Verdades y fingimientos es, además, una obra de los márgenes. Todo en ella está en el extrarradio de todo. Desfilan por sus páginas personajes marginales (inmigrantes, habitantes del arrabal, prostitutas, renegados, traficantes, presidiarios), desahuciados por la vida que alcanzan la redención en la palabra literaria del autor. Pero no sólo los personajes, también las edades de éstos se hallan en la frontera: los 60 de Cervantes, las edades maduras de Maigret o de Wallander o el propio inspector Méndez, que “no tiene edad, nunca la ha tenido, está en ese territorio de nadie que se ubica más allá de la madurez y en la cornisa de la desolación”. Del mismo modo, los espacios literarios son también fronterizos: el arrabal, la Argel del siglo XVI, el personaje Puñales que trafica en la frontera con Portugal, y el libro se llena de los topónimos imposibles de una geografía del limbo.
No falta la crítica social y política (la injusticia del inmigrante Mimón, el funcionario que medra y no recuerda ya de dónde viene, los políticos que se mezclan con la plebe en el bar para obtener algunos votos más y que le “joden el vermut” al narrador, la preocupación por el sistema educativo o esa radiografía del país que es “Espejo de príncipes”). Hay también una reivindicación del erotismo en su madurez y una atención al género policíaco. “La navaja” podría ser un espléndido inicio para una novela negra.

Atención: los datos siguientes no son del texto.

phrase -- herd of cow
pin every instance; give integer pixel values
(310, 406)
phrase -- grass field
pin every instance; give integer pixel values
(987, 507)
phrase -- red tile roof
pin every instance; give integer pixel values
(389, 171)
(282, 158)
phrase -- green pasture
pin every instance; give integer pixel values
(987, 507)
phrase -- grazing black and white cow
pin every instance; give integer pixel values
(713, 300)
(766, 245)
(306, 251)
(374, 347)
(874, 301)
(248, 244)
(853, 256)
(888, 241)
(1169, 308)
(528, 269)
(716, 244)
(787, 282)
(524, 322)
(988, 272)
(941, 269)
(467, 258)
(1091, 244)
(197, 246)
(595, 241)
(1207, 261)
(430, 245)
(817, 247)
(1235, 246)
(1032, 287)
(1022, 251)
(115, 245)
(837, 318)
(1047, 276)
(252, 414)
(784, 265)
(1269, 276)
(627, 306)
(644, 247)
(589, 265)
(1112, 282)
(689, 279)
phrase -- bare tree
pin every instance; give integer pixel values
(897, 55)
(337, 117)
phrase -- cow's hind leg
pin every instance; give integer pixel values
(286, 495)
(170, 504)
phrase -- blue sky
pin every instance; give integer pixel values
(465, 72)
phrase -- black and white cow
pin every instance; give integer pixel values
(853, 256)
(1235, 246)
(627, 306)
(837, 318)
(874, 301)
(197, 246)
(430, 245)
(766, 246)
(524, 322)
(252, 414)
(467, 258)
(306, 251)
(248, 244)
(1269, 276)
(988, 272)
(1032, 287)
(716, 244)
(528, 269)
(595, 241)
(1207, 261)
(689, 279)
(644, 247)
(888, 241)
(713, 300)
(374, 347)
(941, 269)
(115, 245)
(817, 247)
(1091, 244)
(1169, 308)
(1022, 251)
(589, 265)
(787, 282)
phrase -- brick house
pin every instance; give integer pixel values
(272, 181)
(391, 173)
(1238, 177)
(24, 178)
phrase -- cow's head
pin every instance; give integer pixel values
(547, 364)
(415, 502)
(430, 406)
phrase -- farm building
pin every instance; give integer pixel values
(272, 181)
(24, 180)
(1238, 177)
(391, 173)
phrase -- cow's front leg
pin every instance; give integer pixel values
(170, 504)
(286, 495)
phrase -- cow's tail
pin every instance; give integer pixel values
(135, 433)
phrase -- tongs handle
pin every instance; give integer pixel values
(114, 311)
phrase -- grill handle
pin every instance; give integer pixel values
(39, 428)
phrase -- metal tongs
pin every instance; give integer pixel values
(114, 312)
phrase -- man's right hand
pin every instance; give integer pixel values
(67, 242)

Los lectores de García Mateos reconocerán, además, todo su mundo en este último libro. No sólo por los elementos autobiográficos o por su ideario, sino también por el habitual ejercicio metaliterario del autor, en el que es fácil apreciar sus querencias. García Mateos ha creado un universo propio y reconocible que le permite convertir a Miguel, el del bar, en un personaje literario, ya desde Baza de copas, y emparentarlo, además, con el inspector Méndez, en una genealogía de heráldica literaria. Y entre tanto fingimiento, una certeza: la de su espléndida verdad literaria.